Community stuff – I have to write a CSFG treasurer manual. I still haven’t done it, but to be honest it’s not that big a task. Now that the end of financial year has arrived, the first order of business is settling the accounts and getting them audited (well, that will be the second order of business after I do my own family taxes, which are a hefty job of work in themselves). I have a bit of a deadline around some upcoming holidays, so I will probably need to cram a lot of this into a short space of time. All the more reason to get the novel draft finished. But the auditing process will fill in a lot of the gaps in my knowledge on being a treasurer, so I expect to be in a good mental space for instruction manual writing as part of that.
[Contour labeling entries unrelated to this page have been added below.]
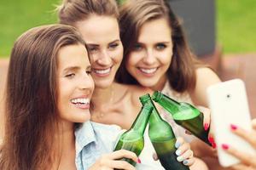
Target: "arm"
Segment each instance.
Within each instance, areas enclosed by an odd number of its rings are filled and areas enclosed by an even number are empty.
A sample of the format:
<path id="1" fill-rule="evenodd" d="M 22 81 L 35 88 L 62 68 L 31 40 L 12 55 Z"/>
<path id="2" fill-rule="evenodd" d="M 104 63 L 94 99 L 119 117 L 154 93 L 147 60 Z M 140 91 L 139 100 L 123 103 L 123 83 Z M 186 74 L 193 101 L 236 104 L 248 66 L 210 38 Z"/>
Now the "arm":
<path id="1" fill-rule="evenodd" d="M 196 83 L 193 91 L 189 92 L 193 103 L 195 105 L 207 107 L 207 88 L 212 85 L 220 82 L 219 77 L 211 69 L 204 67 L 195 71 Z"/>
<path id="2" fill-rule="evenodd" d="M 137 158 L 135 153 L 119 150 L 113 151 L 110 154 L 102 156 L 96 162 L 89 168 L 90 170 L 112 170 L 114 168 L 125 170 L 135 170 L 135 167 L 125 161 L 122 161 L 122 158 L 132 159 L 135 162 L 140 163 L 140 160 Z"/>

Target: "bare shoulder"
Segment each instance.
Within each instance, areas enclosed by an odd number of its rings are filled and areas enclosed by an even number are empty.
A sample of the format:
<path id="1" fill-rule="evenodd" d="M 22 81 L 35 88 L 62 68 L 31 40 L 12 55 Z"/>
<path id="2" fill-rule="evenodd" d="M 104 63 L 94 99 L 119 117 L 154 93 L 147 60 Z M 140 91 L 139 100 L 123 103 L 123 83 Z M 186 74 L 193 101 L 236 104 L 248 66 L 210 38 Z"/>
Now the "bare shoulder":
<path id="1" fill-rule="evenodd" d="M 195 105 L 207 107 L 207 88 L 221 81 L 217 73 L 207 67 L 196 69 L 195 74 L 195 88 L 189 93 L 191 99 Z"/>

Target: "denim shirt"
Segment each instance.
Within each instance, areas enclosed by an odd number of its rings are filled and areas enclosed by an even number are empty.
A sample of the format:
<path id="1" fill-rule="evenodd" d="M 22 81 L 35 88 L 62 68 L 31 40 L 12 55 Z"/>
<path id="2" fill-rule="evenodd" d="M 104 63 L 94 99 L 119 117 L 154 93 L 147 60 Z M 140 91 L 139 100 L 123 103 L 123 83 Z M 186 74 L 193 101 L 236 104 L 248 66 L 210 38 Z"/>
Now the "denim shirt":
<path id="1" fill-rule="evenodd" d="M 83 123 L 75 131 L 77 169 L 87 170 L 102 154 L 113 152 L 119 137 L 123 133 L 124 130 L 116 125 L 105 125 L 92 122 Z M 142 163 L 137 163 L 136 168 L 139 170 L 164 169 L 159 162 L 153 160 L 151 154 L 153 147 L 148 147 L 146 139 L 144 149 L 139 156 Z"/>
<path id="2" fill-rule="evenodd" d="M 111 153 L 121 133 L 115 125 L 83 123 L 75 131 L 77 169 L 89 169 L 102 154 Z"/>

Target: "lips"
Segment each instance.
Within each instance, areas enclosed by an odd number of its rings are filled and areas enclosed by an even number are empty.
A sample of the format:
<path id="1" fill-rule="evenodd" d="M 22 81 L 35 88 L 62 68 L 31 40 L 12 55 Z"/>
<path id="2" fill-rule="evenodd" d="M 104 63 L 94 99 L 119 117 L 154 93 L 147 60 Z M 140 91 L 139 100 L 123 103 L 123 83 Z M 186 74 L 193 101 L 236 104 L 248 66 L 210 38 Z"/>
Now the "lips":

Blogging – I am building the new writer website. It’s not done yet. I don’t regard it as a huge priority, what with having no particular work to promote, but the job hasn’t fallen off the list.
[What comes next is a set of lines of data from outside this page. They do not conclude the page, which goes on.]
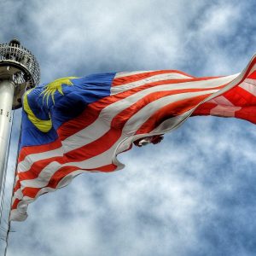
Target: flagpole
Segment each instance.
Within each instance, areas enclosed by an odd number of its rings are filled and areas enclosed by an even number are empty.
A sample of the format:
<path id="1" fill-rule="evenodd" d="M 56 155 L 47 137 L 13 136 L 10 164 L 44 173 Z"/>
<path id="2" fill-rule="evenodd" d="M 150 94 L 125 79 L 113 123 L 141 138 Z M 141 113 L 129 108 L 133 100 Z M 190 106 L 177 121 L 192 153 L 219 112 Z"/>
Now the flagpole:
<path id="1" fill-rule="evenodd" d="M 21 107 L 24 92 L 38 85 L 39 81 L 39 65 L 19 40 L 13 39 L 9 44 L 0 44 L 0 225 L 3 212 L 12 110 Z M 8 224 L 9 227 L 9 223 Z"/>

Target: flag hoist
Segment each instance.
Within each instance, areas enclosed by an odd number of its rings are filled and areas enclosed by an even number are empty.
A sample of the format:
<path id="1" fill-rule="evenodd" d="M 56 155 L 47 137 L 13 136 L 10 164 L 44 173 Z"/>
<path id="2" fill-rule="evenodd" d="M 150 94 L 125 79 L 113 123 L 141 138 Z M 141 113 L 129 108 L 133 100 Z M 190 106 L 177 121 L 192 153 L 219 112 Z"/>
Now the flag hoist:
<path id="1" fill-rule="evenodd" d="M 35 56 L 17 39 L 0 44 L 0 195 L 3 201 L 12 110 L 21 107 L 24 92 L 38 84 L 40 69 Z M 2 203 L 1 203 L 2 213 Z"/>

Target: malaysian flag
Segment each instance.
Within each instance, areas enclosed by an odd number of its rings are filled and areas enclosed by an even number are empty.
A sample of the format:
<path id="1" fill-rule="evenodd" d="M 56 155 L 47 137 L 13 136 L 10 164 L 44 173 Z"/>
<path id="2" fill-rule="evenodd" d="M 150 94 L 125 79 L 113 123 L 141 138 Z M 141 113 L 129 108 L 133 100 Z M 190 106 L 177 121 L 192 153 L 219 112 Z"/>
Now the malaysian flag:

So that’s not too bad. I’m tracking pretty well against some admittedly modest goals, with some bursts of productivity needed in the near future. I can do that.

June 25, 2015

Progress report – Little to no progress to report

Filed under: geekery,wordsmithery — Tags: , , , , — lexifab @ 1:27 pm

In a shameless attempt to make sure that the entire month of June doesn’t pass without a blog entry, I will crank out a short progress report which only lightly touches on the status of the novel manuscript.

Because reasons, that’s why.

Status of the novel manuscript – It’s still going, albeit slowly. I’ve stalled a bit at the 50,000 word mark, having reached the point where the decision not to do any serious worldbuilding before I started has run aground on the lack of world. Er, so to speak. The external world, being little-defined, is exerting a sad lack of pressure on my isolated team of characters, which means I’m filling out an awful lot of word count with exposition and somewhat artificial interpersonal conflict. I have a suspicion that whole chapters in this area may disappear in the editing process. But not until after I finish the draft, dammit!

Short stories – Out of frustration with the slow progress on the novel, I’ve gone back to a couple of short stories to finish them off. “Burn the Future”, my “Hogwarts versus Aliens” story (not my description, but embarrassingly apt when someone proposed it) is now done and off on submission. “Unacceptable Losses” (aka “Golems versus Werewolves”, which *is* my shorthand description) was part-written in March when I dropped everything to start work on the novel. It has about another 1000 words left to be written, so I figured I would just knock them off as fast as possible so I can get to editing the piece.

Rejectomancy – So with the submission of BtF yesterday, I’m up to 31 submissions for the year with zero (I counted twice) acceptances. Ho hum. A couple of the pieces are on second readings at their respective venues, so they may well be in with a chance. And I have had some very encouraging “Good but not right for us” – type rejection letters, which is better than nothing.

One piece which has now gone out 21 times altogether is pretty much on its last possible sub, in that I’ve really just run out of markets to try to sell a 9000-word fantasy story to.  If it gets rejected again, which I’m expecting, I’ll reluctantly retire it and plonk it up here so everyone can point and laugh and wonder what got into me. Or I’ll add another seventy thousand words to it and convert it to a novel, maybe.


And in other news, I saw Inside Out, the new Pixar movie yesterday, about which I have two observations:

1) I reckon I learned more about neurosychology in that ninety minutes than I got in an entire year of first-year Psych at uni; and

2) I do a lot of quiet sobbing in Pixar movies.

It’s good. You should go sob – I mean, see it.